Düsseldorf. (vdg / eb) Die Jahrespressekonferenz 2018 des Verbands Deutscher Großbäckereien (VDG) in Frankfurt am Main wäre wohl kaum ohne Blick auf die schlechte Getreideernte dieses Jahrs ausgekommen und die Dynamik, die sich daraus für die Beteiligten an der Wertschöpfungskette ergeben kann. Oder anders herum: Auf Produzentenseite erhöhen sich die Kosten, so dass zum Jahresende tatsächlich die Preise für Brot und Gebäck leicht steigen können. Die Ernte 2018 wird auch, aber wenig dazu beitragen.
Wie berichtet man von herausragenden Ereignissen im Berichtsjahr für eine Branche oder ein Branchensegment, wenn sich die bekannten Tendenzen kontinuierlich fortsetzen? Strukturdaten sind das Eine, deren Deutung das Andere. Apropos Strukturdaten: Die finden Interessenten unter dem Titel «Die Marktanteile verschieben sich weiter» und natürlich gehören die mittelgroßen und großen Brot- und Backwarenhersteller zu den Profiteuren. Wo der Appetit auf Brot und Gebäck kaum nachlässt, die Zahl der Betriebe aber kontinuierlich sinkt, steigt unter dem Strich der Umsatz je Betrieb.
Mainstream setzt sich ungehindert fort
Entgegen der Prognosen mancher Marktversteher neigt der Mainstream der bundesdeutschen Verbraucher und Verbraucherinnen weiterhin zunehmend zum «One-Stop-Shopping» – dem Aufsuchen immer weniger Einkaufsorte bei etwa gleichbleibenden Konsumausgaben und daher volleren Tüten. Beim Shoppen sind die Deutschen gut organisiert und es ist nur eine Frage der Zeit, wann der Einfluss der Internetnutzung soweit messbar ist, dass wir ihn an dieser Stelle berücksichtigen müssten.

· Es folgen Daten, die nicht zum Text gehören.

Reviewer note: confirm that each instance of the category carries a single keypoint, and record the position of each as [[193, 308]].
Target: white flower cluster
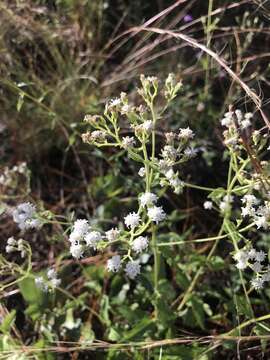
[[234, 120], [82, 237], [50, 283], [155, 214], [16, 245], [226, 202], [25, 215], [7, 176], [253, 259], [172, 153], [208, 205], [259, 214], [231, 117]]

Convenience ist nach wie vor ein starkes Thema
Vom Verbraucherverhalten zu immer mehr Bequemlichkeit, zu dem auch der skizzierte Mainstream gehört, können Großbäckereien gut profitieren – sofern der Handel nicht schon selbst bäckt. Mit Bequemlichkeit meint der Verband natürlich auch – oder zuvorderst – conveniente Produkte. «Der Brotmarkt ist aktuell und künftig durch Bequemlichkeit und Zeitgewinn sowie Spezialisierung gekennzeichnet», sagt VDG-Präsidentin Prof. Dr. Ulrike Detmers dazu. Dafür macht sie folgende Ursachen aus:
- die Zunahme des Außer-Haus-Verzehrs
- die wachsende Mobilität der Bevölkerung
- die Reisefreudigkeit der Deutschen, die internationale Brotspezialitäten bei Umsatz und Absatz beflügelt.
- Die ethnische Vielfalt, die in Deutschland wächst, fördert die Nachfrage nach orientalischen Broten, italienischen Broten wie zum Beispiel Focaccia und Pagnotta für Antipasti.
- Die steigende Doppelerwerbstätigkeit in Partnerschaften und Familie mit knapper Zeit zum Kochen.
Wie werden sich die Konsumenten in Zukunft verhalten?
Gehen wir noch weiter ins Detail, erkennen wir zunehmend einen «homo diffusus». Der breite sich mit flexiblen Konsumplänen und entsprechendem Verhalten als Marktteilnehmer auf der Nachfrageseite zunehmend aus und könne die Branche vor entsprechend neue Herausforderungen stellen, sagte Verbandspräsidentin Detmers in Frankfurt: «Der ‘homo diffusus’ ist unter anderem das Ergebnis der individualisierten Gesellschaft mit vielfältigen Lebenswelten und Szenen. Intellektuelle Großstadt-Eliten, top gebildet, beruflich erfolgreich, gut verdienend, geben auch bei Food-Trends immer stärker den Ton an. Diese Top-Eliten leben in Paarbeziehungen mit oder ohne Kinder, sponsern sich gegenseitig zum Optimieren von Work-Life-Balances».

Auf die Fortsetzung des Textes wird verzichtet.